Ingredients
- 1 teaspoon olive oil
- 1 large eggplant, cut into 1-inch cubes
- 6 tablespoons olive oil, divided
- 1 pinch salt and ground black pepper to taste
- 2 cups sliced onions
- 12 cloves garlic, chopped
- 1 tablespoon paprika
- 1 ½ teaspoons coarse kosher salt
- 1 ½ teaspoons ground coriander
- 1 ½ teaspoons ground fennel seeds
- 1 teaspoon ground black pepper
- 1 teaspoon ground cumin
- 1 teaspoon ground ginger
- 1 teaspoon ground turmeric
- 2 (14.5 ounce) cans stewed tomatoes, hand-crushed and juice reserved
- 2 cups sliced red bell peppers
- ½ cup white wine
- 3 tablespoons fresh lemon juice, or more to taste
- 1 (4.5 pound) whole chicken, separated and breasts split and skinned
- 1 tablespoon chopped fresh marjoram
What Makes This Recipe Unique
Practical Cooking Tips
- Sear the chicken well before simmering to lock in juices and add depth of flavor.
- Stir the stew occasionally to prevent sticking and ensure even cooking.
Step 1
Warm your oven to 400°F (200°C) and lightly grease a baking sheet with a teaspoon of olive oil.
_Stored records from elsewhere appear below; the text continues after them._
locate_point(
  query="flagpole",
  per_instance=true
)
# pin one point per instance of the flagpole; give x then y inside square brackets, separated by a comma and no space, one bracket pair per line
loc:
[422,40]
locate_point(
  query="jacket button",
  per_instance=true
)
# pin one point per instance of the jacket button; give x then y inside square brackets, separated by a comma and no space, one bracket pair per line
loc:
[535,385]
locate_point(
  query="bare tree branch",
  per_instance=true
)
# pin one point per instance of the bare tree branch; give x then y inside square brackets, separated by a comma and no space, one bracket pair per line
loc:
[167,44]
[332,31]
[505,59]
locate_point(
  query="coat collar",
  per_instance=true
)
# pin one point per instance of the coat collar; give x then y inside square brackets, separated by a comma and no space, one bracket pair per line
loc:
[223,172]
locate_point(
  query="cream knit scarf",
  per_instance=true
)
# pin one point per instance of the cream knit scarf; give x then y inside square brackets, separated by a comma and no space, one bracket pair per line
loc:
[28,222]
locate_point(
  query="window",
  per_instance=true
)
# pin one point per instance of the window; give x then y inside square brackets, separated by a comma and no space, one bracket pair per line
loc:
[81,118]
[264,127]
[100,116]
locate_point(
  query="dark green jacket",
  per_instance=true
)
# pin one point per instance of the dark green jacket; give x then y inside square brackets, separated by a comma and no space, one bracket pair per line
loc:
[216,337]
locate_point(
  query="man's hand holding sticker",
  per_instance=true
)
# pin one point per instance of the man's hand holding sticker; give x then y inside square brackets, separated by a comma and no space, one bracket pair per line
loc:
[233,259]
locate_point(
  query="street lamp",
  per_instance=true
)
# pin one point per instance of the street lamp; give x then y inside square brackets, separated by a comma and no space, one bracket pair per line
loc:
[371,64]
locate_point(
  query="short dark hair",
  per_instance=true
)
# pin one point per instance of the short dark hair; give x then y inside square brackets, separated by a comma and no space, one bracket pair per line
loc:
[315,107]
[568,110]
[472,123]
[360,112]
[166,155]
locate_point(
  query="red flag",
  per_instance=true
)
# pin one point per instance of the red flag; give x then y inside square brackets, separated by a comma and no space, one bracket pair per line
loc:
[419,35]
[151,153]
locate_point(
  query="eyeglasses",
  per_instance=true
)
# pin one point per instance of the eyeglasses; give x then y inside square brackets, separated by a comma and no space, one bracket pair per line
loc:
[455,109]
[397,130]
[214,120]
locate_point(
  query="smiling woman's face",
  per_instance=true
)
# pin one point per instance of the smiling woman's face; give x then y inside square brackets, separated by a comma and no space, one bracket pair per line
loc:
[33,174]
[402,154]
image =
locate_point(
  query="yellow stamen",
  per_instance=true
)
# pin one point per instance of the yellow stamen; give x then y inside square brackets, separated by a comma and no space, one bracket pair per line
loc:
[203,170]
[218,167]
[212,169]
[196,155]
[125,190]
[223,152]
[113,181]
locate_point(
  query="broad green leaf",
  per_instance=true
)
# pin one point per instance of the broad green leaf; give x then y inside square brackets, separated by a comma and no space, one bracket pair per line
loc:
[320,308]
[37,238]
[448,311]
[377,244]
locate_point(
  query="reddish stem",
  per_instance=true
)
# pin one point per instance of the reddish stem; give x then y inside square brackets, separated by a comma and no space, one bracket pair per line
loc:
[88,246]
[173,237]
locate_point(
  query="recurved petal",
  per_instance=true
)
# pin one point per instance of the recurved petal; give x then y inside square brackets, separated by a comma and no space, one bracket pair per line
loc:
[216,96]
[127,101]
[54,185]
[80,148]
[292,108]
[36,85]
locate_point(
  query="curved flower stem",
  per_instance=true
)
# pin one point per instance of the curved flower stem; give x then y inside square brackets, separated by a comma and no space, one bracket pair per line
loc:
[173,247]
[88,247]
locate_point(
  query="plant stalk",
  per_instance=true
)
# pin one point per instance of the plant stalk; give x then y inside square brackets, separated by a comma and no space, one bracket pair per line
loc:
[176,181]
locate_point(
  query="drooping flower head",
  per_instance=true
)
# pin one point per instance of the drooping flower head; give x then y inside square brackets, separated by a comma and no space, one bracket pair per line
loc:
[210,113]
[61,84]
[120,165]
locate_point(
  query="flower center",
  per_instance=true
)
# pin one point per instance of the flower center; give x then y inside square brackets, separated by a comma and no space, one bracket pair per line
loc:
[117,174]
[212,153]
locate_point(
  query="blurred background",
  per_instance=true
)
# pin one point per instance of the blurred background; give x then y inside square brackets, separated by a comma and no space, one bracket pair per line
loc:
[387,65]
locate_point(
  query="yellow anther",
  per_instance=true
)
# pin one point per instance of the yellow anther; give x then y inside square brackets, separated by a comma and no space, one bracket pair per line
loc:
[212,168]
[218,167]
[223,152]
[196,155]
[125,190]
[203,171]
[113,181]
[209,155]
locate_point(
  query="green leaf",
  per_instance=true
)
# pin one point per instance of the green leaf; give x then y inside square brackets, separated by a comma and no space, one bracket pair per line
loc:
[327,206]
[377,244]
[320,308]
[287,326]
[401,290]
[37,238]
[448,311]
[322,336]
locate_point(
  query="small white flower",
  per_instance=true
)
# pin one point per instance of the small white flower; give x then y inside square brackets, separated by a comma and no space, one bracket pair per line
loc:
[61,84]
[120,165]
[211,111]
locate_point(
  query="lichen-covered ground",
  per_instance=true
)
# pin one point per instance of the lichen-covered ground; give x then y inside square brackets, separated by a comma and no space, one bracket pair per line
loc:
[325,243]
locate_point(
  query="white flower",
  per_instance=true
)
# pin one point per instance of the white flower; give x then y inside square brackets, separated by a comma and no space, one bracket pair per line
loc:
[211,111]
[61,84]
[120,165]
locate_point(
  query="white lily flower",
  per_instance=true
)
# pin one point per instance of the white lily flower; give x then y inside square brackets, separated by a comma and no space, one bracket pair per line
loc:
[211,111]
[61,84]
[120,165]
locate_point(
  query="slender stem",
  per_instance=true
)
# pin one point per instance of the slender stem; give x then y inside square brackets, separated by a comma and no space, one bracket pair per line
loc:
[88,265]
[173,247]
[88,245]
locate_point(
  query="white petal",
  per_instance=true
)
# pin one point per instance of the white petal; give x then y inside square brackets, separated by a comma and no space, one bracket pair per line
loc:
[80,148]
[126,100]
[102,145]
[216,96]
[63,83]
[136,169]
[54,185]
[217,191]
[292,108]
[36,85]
Toss the eggplant in a big bowl with about a quarter cup of olive oil until it’s well coated, then spread it out on the baking sheet. Roast the eggplant for around 25 minutes, stirring now and then, until it’s soft and nicely browned. Season with a little salt and pepper once it’s done.

Step 2
While the eggplant roasts, heat two tablespoons of olive oil in a large pot over medium-high heat. Add the onions and garlic, cooking and stirring occasionally until the onions are soft and translucent, which should take about 10 minutes. Then, stir in the spices—paprika, kosher salt, coriander, fennel seeds, black pepper, cumin, ginger, and turmeric—and cook for another minute until everything smells fragrant.

Step 3
Add the tomatoes, half of the reserved tomato juice, red bell peppers, white wine, and lemon juice to the pot. Bring the mixture up to a boil, then set aside the rest of the tomato juice in case the stew needs thinning later.
Step 4
Nestle the chicken pieces in a single layer into the pot, spooning some of the tomato sauce over them. Let the stew come back to a boil, then lower the heat to medium-low, cover, and let it simmer for 15 minutes. Flip the chicken pieces over, cover again, and cook until the chicken is cooked through and no longer pink inside—this should take about 20 more minutes. To be sure, the thickest part near the bone should reach 165°F (74°C).

Step 5
Finally, stir the roasted eggplant and some fresh marjoram into the stew. Let everything simmer uncovered for about 10 minutes to meld the flavors and heat through. Serve warm and enjoy!